Mein Tipp: Plane deinen nächsten Urlaub aktiv. Suche dir ein Sportevent, wie zum Beispiel einen Halbmarathon irgendwo auf der Welt aus und plane deinen Urlaub rund um dieses Event. Du wirst sehen, dass es einfach großartig ist, deinen Urlaub sportlich zu verbringen und kaum ist der Urlaub vorbei, überlegst du dir schon deinen nächsten Trip.
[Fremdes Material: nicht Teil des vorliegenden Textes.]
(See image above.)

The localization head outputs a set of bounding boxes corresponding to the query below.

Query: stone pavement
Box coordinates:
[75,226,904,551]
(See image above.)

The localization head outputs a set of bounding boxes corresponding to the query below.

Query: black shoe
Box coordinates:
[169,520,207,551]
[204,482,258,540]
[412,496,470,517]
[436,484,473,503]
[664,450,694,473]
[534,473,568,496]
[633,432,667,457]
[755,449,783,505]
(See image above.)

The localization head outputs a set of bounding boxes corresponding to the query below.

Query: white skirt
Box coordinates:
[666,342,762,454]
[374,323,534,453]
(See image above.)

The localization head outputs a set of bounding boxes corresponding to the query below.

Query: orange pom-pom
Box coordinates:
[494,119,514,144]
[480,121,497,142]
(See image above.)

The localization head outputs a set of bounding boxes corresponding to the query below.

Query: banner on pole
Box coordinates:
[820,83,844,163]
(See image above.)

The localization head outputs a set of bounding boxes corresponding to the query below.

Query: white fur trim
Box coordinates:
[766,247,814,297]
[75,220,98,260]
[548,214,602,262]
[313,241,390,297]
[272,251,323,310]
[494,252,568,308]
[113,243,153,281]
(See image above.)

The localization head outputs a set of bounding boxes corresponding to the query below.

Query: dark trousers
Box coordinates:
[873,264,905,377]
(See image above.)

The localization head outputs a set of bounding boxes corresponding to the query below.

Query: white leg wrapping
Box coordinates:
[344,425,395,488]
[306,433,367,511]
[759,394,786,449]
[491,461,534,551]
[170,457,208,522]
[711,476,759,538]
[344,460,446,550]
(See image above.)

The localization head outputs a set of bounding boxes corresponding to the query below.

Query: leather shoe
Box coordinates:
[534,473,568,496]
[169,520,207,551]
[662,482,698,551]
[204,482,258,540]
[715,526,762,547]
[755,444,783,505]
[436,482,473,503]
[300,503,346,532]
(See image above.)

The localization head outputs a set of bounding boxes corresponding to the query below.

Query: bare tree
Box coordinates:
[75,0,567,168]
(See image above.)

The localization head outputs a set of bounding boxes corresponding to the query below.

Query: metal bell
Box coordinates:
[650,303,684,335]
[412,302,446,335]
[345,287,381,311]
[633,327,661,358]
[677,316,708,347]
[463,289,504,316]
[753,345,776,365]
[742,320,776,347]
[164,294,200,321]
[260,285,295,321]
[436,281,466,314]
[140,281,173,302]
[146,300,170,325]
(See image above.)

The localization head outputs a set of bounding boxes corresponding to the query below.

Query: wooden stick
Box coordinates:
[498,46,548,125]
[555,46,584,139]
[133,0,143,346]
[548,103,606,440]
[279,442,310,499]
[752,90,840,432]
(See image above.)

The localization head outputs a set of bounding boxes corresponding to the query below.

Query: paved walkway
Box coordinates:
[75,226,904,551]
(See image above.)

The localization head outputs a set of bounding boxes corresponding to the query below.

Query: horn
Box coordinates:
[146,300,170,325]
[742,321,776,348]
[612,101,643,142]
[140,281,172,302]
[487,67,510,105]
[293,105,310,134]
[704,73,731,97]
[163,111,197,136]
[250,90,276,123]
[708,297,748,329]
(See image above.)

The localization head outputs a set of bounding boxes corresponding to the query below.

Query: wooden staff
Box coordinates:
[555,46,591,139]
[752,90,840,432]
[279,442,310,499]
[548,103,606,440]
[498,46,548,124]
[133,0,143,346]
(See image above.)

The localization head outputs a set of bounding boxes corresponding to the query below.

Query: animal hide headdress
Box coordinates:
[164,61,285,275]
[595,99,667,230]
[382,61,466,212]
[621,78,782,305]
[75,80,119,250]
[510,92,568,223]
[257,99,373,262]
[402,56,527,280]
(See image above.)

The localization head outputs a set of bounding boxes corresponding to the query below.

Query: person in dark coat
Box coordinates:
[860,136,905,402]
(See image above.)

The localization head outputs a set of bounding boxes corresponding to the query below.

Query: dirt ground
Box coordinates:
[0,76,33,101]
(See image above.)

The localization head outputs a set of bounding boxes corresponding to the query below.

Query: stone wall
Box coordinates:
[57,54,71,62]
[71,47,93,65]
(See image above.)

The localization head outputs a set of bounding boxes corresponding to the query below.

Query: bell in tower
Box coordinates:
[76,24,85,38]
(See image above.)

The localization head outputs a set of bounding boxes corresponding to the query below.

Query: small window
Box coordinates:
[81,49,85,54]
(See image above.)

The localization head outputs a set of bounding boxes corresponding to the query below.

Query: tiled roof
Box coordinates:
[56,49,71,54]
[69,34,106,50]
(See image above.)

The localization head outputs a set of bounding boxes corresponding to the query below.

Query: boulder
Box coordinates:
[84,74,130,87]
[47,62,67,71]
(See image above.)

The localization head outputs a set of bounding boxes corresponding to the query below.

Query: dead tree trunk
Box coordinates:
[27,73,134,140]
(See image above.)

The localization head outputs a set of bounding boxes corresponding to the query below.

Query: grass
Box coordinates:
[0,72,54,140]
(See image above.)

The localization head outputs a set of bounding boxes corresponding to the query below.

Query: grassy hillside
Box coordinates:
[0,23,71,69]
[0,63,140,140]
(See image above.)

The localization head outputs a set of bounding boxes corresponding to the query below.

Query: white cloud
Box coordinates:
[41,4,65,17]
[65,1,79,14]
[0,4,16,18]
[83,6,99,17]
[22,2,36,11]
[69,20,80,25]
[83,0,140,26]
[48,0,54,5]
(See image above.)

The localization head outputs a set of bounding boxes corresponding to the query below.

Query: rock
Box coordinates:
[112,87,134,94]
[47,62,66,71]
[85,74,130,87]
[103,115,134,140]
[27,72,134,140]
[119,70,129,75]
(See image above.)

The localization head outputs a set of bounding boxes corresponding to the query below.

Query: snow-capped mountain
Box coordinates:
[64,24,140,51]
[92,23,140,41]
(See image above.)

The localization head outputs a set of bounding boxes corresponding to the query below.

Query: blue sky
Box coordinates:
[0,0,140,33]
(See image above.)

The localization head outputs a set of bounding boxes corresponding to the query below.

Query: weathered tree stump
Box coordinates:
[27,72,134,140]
Versprochen!

 

Mobilität

Das Mobilitätsverhalten des Hobby-Sportlers und des Lifestyle-Sportlers unterscheidet sich gravierend voneinander. Ersterer fährt gern mit dem Auto ins Fitnessstudio oder zum Fußballtraining. Auch zur Arbeit nimmt der Hobby-Sportler gern das Auto und sieht darin kein Problem. Es ist schließlich schneller und bequemer als das Fahrrad oder die Bahn.
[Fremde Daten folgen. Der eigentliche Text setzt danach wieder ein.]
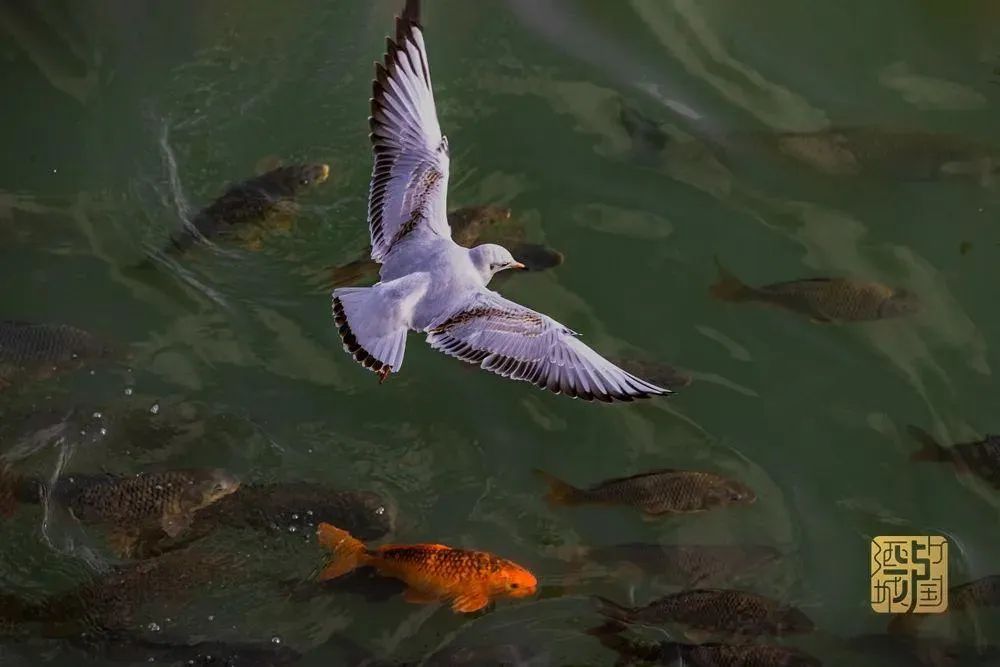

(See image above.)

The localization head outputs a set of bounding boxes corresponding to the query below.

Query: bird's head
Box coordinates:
[469,243,525,284]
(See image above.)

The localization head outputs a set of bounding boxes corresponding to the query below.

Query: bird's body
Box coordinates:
[333,0,669,401]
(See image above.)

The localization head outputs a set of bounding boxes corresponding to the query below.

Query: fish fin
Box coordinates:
[708,257,753,301]
[535,469,583,505]
[598,633,669,664]
[594,595,632,621]
[451,593,490,614]
[906,424,951,462]
[885,614,926,637]
[160,512,191,537]
[586,621,626,637]
[683,628,713,644]
[316,523,368,581]
[403,587,441,604]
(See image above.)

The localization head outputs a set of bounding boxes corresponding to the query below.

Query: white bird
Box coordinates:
[333,0,670,402]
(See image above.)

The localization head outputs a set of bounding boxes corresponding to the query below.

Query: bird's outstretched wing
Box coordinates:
[368,0,451,262]
[427,289,671,402]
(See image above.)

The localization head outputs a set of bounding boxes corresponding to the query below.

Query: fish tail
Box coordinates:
[906,426,951,462]
[316,523,370,581]
[708,257,753,301]
[535,469,584,505]
[598,634,660,665]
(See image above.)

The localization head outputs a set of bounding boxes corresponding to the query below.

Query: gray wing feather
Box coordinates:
[368,13,451,262]
[427,289,670,402]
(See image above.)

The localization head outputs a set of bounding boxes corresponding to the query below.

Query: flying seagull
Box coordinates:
[333,0,670,402]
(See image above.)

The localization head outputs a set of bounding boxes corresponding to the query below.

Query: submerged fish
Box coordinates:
[908,426,1000,489]
[51,469,240,537]
[611,357,693,390]
[710,264,920,322]
[32,549,252,637]
[845,632,1000,667]
[595,588,815,639]
[948,574,1000,609]
[0,469,240,556]
[535,468,757,516]
[601,635,823,667]
[509,243,566,271]
[317,523,538,613]
[164,164,330,255]
[132,482,396,557]
[757,127,1000,183]
[448,205,524,248]
[72,630,302,667]
[584,543,781,587]
[0,320,111,392]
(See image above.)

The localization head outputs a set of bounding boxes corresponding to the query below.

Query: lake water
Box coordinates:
[0,0,1000,665]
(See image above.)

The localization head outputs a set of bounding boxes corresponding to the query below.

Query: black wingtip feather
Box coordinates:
[333,297,392,379]
[401,0,420,26]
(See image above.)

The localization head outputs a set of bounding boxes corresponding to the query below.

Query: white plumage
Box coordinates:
[333,0,670,401]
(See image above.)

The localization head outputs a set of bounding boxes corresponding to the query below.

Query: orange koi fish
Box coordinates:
[317,523,538,613]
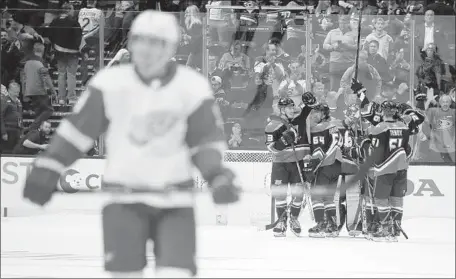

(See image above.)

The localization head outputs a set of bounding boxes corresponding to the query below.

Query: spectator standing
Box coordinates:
[340,50,382,100]
[323,15,357,91]
[8,15,44,60]
[367,40,391,82]
[416,43,443,99]
[254,42,285,96]
[78,0,104,85]
[0,80,22,154]
[415,10,449,62]
[365,17,393,60]
[13,121,51,155]
[185,5,203,71]
[24,43,56,133]
[423,94,456,163]
[0,29,22,84]
[49,3,82,105]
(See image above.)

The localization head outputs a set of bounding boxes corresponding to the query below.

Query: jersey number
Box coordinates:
[81,17,90,30]
[332,131,353,147]
[372,138,402,151]
[312,136,325,145]
[389,138,402,151]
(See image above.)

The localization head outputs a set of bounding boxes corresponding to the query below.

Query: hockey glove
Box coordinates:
[350,79,366,98]
[280,129,297,145]
[23,167,60,206]
[303,156,321,182]
[301,92,317,108]
[413,87,427,102]
[210,169,239,204]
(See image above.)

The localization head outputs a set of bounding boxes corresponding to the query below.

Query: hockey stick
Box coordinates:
[291,143,315,222]
[394,220,408,239]
[334,174,343,227]
[355,0,364,80]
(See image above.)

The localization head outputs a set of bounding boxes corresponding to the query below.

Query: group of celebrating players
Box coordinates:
[23,10,424,278]
[265,79,425,242]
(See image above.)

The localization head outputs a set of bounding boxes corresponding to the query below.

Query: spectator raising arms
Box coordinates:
[13,121,51,155]
[78,0,104,85]
[49,3,82,105]
[323,15,358,91]
[423,94,456,163]
[0,29,22,84]
[24,43,56,133]
[0,80,22,154]
[185,5,203,71]
[365,17,393,60]
[340,50,382,100]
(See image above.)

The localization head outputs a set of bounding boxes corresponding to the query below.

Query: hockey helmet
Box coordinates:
[130,10,180,44]
[382,100,398,115]
[313,104,330,120]
[397,103,412,115]
[301,91,317,107]
[277,97,295,109]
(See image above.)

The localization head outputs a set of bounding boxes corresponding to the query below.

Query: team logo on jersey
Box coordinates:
[129,111,179,145]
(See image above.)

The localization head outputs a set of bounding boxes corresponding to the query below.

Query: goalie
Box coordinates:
[304,105,358,237]
[265,94,316,237]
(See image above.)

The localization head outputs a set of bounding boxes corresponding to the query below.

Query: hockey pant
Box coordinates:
[311,161,341,223]
[271,161,305,221]
[366,170,407,224]
[102,203,196,276]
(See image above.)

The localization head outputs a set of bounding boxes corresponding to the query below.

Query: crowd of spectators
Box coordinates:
[1,0,456,162]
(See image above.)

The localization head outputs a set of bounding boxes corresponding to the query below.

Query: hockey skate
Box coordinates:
[365,222,380,240]
[325,220,339,237]
[309,221,326,238]
[272,217,287,237]
[290,216,301,236]
[372,224,397,242]
[348,222,363,237]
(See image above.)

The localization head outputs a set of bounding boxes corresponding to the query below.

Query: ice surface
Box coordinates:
[1,214,455,278]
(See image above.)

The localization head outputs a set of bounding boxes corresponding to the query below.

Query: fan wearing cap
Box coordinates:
[23,10,238,278]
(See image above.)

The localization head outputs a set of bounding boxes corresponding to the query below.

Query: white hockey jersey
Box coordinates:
[44,64,225,207]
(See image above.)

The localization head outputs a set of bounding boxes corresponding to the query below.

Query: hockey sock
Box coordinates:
[389,197,404,223]
[312,201,325,223]
[276,200,287,221]
[376,199,391,225]
[325,203,336,223]
[290,199,302,217]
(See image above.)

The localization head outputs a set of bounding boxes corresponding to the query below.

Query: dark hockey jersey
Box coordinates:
[265,112,310,162]
[363,121,410,176]
[311,119,358,174]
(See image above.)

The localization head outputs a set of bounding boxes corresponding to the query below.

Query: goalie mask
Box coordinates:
[309,104,331,126]
[277,97,295,119]
[381,100,398,117]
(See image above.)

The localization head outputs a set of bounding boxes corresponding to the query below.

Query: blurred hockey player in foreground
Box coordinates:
[265,93,316,236]
[24,11,238,278]
[303,104,358,237]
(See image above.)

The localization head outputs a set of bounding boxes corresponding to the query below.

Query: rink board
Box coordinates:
[1,157,455,225]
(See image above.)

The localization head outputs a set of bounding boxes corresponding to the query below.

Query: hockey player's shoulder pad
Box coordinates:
[265,118,287,144]
[330,118,346,129]
[310,121,336,133]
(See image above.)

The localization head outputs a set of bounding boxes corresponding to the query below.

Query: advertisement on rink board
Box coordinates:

Der Lifestyle-Sportler hat oftmals kein Auto oder nutzt dieses nur sporadisch. Nach Möglichkeit nutzt er das Rad, um zum Training, zur Arbeit oder zum Kino zu kommen. Autofahren stresst ihn und er liebt es vielmehr sich auf den Sattel zu schwingen, die Lungen zum Brennen zu bringen und den Fahrtwind zu spüren. Er ist bereit zehn Minuten länger einzuplanen und organisiert sich entsprechend.

Fährt der Hobby-Sportler doch einmal mit dem Rad zur Arbeit, zählt er das als Sporteinheit. Für den Lifestyle-Sportler ist das Fahrradfahren kein Sport, sondern die natürlichste Art der Fortbewegung.

Mein Tipp: Nutze das Rad nicht nur für Ausflüge, sondern jeden Tag. Überlege dir, welche Strecken machbar sind und fang an das Rad zu nehmen! Schwitzen, Regen, Dunkelheit, Glatteis… Ja, es gibt vereinzelt Tage, an denen es wirklich total in Ordnung ist, das Auto zu nehmen. ABER: an den allermeisten Tagen im Jahr, ist Fahrradfahren möglich. Du musst es nur wollen und anfangen. Ich bin erst nach meinem Abitur zum Fahrradfahrer geworden, und das hatte einen ganz simplen Grund. Das Ticket für den Nahverkehr war mir zu teuer. Seitdem fahre ich so oft ich kann Fahrrad – und ich liebe es.